LOL you got me on who I thought of for the classics
Bronte even hahah
Bahahah caught red handed huh?!
@@TheArtisanGeek yes but I love Borges and Soseki too. I am a cat is so good!
I thought of an american woman (to kill a mocking bird), a canadian woman whose writing style i did not like (the handmaid's tale), and an anglo-indian man (1984 my favorite)
I thought of Things Fall Apart by Chinua Achebe but yeah the rest were Jane Eyre and Pride and Prejudice😂😂
Can you link your outfit?
I got it off ebay about a year or two ago, turned out I got scammed lmao and it's available on Aliexpress or Yesstyle
Haha, I came up with Austen, Dickens and Marquez
Highly recommend the podcast Marlon & Jake Read Dead People for some fantastic book recommendations that stand the test of time.
I recommend Valancourt Books if you like forgotten gems of horror (including gothic), weird fiction, sci fi, LGBT literature, and Victorian and Edwardian lit. They even have some translated Flemish, Norwegian, and Belgian literature. Valancourt Books is a company of two guys in Richmond, Virginia who specialize in finding hidden gems that have long gone out of print and giving them beautiful new covers. I like to treat myself to one of their books every once in a while for my birthday or Christmas.
Thanks so much for the recommendation!! I'll most certainly have to check them out! :D
@@TheArtisanGeek Yay!! I love to tell people about this publisher, I just think they're neat
amazing video
Thank you! :D
Classics isn't really a category that helps someone with selection, more about organization of when it was created if you ask me.

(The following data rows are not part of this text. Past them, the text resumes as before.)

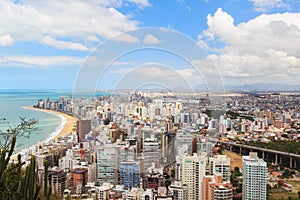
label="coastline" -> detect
[23,106,77,142]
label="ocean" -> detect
[0,90,72,153]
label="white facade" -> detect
[208,155,230,182]
[179,154,207,200]
[243,152,267,200]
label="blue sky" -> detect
[0,0,300,89]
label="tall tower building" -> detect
[208,155,230,182]
[177,154,207,200]
[97,144,120,185]
[242,152,267,200]
[120,160,140,189]
[170,181,188,200]
[202,173,233,200]
[76,119,91,142]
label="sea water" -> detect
[0,90,72,153]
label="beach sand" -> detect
[26,106,78,142]
[10,106,78,161]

I think classics are used in multiple ways besides organisation, some of which can be not very helpful at times.
Do you have any suggestions for horror/gothic classics that aren’t British? Pretty much every classic I’ve ever read is an English author. :/
Hi! Yeah I mention a couple here: ua-cam.com/video/Bp3HLSJHTx4/v-deo.html
@@TheArtisanGeek thank you so much!!!
You said Machado de Assis, I heard right?

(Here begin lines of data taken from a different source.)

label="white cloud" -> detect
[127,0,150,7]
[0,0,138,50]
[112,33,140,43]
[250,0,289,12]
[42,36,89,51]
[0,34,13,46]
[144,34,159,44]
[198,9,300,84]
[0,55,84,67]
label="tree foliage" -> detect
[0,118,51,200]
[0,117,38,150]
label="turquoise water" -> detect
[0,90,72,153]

I thought I was in the clear when you said white man but then you got ALL THREE of mine with Jane Austen and the Brontë sisters 💀
GOTCHA!
... i just like listening to your voice
I thought of the Romance of the Three Kingdoms and the Mahabharata, did I pass? Lol
Most certainly haha :)
Fantastic video with very sound advice! I'm in my sixties, so the classics that I came up with were The Iliad, Beowulf, and Outlaws of the Marsh (or Water Margins) a 14th c. Chinese classic. I guess that what I'm implying is that what you consider a classic is often heavily influenced by where and when you grew up.😁
3 classics got me confused. Was I allowed to choose non-English classics or not?
English: Dracula by Stoker.
Non-English: Zola, Strindberg, Kafka, Poe.
All white dudes!!!!!
i instantly thought of oscar wilde 🥴
Hahah lol
I'd love a video of you talking more about part I !!